Families with a migrant background: traditional values count
Destatis, 13 March 2012
Families with a migrant background are an everyday sight in Germany. In 2010, 2.3 million families with children under 18 years were living in Germany, in which at least one parent had foreign roots. They represented 29% of the total of 8.1 million families with minor children. Compared with 2005 – the year when the microcensus started to collect detailed information on the population with a migrant background – the proportion of migrant families has risen by 2 percentage points.
Most of the families with a migrant background live in the western part of Germany. In 2010, the proportion of migrant families in all families was 32% in the former territory of the Federal Republic. This figure was more than double that in the new Länder (incl. Berlin) where it stood at 15%. A more detailed regional breakdown reveals that an above-average number of families with a migrant background live in conurbations. In large cities with a population of 500,000 or more, their share is 43%. In contrast, only about one in eight families (12%) has a migrant background in small municipalities with less than 5,000 inhabitants.

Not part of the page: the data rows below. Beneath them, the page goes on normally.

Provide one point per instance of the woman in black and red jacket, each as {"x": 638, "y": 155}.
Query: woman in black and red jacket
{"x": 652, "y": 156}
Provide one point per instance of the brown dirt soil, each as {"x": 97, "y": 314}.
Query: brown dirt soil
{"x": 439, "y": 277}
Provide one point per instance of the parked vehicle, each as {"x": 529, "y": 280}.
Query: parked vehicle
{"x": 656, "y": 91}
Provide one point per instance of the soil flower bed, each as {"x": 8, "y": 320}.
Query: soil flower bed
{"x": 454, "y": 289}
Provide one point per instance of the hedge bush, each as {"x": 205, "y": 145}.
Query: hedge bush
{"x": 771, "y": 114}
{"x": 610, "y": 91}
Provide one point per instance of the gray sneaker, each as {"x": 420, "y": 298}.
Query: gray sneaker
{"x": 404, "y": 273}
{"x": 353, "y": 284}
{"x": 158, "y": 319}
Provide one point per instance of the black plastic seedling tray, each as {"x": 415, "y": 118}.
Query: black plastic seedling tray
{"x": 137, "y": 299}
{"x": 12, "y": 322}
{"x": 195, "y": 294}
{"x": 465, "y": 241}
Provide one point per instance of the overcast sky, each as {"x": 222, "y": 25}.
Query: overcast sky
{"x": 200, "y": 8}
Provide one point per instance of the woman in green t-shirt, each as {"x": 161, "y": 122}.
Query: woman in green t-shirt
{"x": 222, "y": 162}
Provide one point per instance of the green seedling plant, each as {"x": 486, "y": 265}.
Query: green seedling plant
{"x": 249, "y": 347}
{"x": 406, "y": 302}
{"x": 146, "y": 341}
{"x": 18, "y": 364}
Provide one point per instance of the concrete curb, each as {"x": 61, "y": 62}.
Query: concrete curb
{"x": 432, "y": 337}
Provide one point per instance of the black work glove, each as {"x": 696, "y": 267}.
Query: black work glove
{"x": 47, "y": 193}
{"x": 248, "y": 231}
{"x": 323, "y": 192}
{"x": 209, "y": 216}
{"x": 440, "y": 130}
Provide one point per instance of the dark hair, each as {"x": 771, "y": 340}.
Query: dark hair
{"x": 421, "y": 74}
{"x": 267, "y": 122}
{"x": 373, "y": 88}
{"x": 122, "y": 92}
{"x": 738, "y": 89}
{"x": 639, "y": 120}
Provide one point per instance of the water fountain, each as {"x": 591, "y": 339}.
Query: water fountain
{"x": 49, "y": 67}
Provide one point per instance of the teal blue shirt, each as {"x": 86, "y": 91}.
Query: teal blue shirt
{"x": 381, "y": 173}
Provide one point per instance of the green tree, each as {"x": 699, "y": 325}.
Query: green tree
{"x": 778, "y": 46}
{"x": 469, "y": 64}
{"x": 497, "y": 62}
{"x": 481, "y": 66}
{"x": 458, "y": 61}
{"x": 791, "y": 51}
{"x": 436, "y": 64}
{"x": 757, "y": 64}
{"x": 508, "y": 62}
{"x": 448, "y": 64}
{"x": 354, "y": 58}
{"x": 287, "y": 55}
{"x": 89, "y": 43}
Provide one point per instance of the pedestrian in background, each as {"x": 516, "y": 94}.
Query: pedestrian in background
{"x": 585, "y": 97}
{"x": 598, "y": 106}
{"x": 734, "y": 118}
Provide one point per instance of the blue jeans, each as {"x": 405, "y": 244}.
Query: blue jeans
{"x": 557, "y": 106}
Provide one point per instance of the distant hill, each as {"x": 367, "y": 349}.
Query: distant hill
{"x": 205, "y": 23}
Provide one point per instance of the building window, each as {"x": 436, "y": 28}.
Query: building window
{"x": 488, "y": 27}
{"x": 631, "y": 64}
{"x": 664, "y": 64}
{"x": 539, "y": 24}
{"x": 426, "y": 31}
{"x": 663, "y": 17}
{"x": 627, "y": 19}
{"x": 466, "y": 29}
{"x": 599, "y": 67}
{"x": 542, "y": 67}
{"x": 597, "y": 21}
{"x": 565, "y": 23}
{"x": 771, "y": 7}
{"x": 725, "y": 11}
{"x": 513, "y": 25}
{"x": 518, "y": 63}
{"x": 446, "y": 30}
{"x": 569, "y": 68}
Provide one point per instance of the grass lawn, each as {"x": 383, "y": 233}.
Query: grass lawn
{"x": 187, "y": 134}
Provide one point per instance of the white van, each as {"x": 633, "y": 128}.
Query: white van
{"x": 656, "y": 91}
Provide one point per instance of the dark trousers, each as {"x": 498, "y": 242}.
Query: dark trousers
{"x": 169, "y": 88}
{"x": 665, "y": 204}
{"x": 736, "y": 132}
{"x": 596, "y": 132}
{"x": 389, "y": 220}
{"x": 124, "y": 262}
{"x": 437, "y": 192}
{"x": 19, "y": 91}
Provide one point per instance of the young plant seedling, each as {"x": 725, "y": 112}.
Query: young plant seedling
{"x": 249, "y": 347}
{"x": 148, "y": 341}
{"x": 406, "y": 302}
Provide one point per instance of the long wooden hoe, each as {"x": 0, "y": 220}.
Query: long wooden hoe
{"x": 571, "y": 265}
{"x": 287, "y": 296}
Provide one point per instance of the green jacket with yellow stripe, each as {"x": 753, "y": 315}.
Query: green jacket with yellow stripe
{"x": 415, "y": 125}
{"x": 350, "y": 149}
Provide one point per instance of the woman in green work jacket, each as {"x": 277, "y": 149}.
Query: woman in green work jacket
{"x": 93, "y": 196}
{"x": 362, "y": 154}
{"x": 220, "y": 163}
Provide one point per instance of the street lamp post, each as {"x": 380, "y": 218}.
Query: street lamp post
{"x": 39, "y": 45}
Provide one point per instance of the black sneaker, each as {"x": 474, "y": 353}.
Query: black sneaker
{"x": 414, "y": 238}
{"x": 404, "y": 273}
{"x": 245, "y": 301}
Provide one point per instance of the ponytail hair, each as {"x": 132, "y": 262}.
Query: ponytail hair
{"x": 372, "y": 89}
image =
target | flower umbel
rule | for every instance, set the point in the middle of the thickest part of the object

Families in which at least one parent is of Turkish origin account for 21% and constitute the largest proportion of migrant families. Families who came to Germany from the former Soviet Union, among them mainly ethnic German repatriates, rank second with 16%, followed by families with roots in former Yugoslavia (9%). Next come Portugal, Spain, Italy and Greece (8%), the south European countries where guest workers were recruited in the past.
Notwithstanding the heterogeneity and variety of migrant families as well as related aspects (regional origin, language, culture, religion, etc.), a number of crucial differences can be identified when comparing families with and without a migrant background.
Marriage is highly valued in families with a migrant background
In 2010, married couples as a traditional family form could be found in 80% of the migrant families, a considerably larger percentage than for families without a migrant background (69%). Only 14% of the families with a migrant background consisted of lone mothers or fathers (non-migrant families: 21%). Another 5% of them comprised cohabiting couples with minor children (non-migrant families: 10%).
Families with a migrant background more often have 3 or more children
Differences also emerge when comparing the number of children in families with and without a migrant background. Families with a migrant background more often have three or more minor children in the household than families without a migrant background. In 2010, about 15% of the families with a migrant background contained three or more minor children, as compared with just 9% of the families without a migrant background.
When disregarding migrant status, the majority of families have just one minor child living in the household. However, this proportion was lower for families with a migrant background (47%) than for families without a migrant background (55%).
More children, but less money
Despite the larger average number of family members, families with a migrant background often have a lower net family income than families without a migrant background. While more than half of the families with a migrant background (62%) had to live on less than Euro 2,600 per month in 2010, this was true of only 44% of the families without a migrant background. In particular in the income class from Euro 1,300 to 2,600, the proportion of families with a migrant background was significantly higher at 49% than that of families without a migrant background (33%). Conversely, in the upper two income classes the percentages of families without a migrant background were higher than those of families with a migrant background.
Consequently, compared with non-migrant families, a considerably higher share of migrant families depend on transfer payments as their main source of livelihood. In 2010, public transfer payments (“Hartz IV benefits”, public assistance, unemployment benefit I) were the main source of income of 17% of the families with a migrant background. The corresponding proportion of families without a migrant background (8%) was only about half as high. It must however be pointed out that the vast majority of migrant families (79%) live on income derived from employment (families without a migrant background: 88%).
Labour force participation: rather traditional role patterns in families with a migrant background
Work and career on the one hand, family life and childcare on the other – combining them is a real challenge for many parents, regardless of their migrant status. In the following paragraphs, only fathers and mothers of working age whose youngest child is under 15 years will be discussed because, usually, home childcare is no longer needed for older children.
In 2010, both parents, that is, father and mother were in active employment in 59% of the couple families without a migrant background, while this was true of only 39% of the couples with a migrant background. “Traditional role patterns”, which mean that only the father is in employment, were observed in 40% of the migrant families, a significantly higher percentage than among couple families without a migrant background (28%). The proportion of couples where neither mother nor father was in employment was nearly twice as high among couples with a migrant background (15%) than among those without a migrant background (8%).
Rather small differences in labour force participation depending on the migrant status were observed in 2010 if both partners were in employment. Among couples with a migrant background, too, full-time employment of the father combined with part-time employment of the mother was by far the most frequent pattern at 69% (couples without a migrant background: 72%). In 23% of the couples – with or without a migrant background – both partners worked full-time. The remaining two constellations (part-time work of father/full-time work of mother or both partners in part-time employment) were insignificant in terms of numbers for both migrant and non-migrant couples.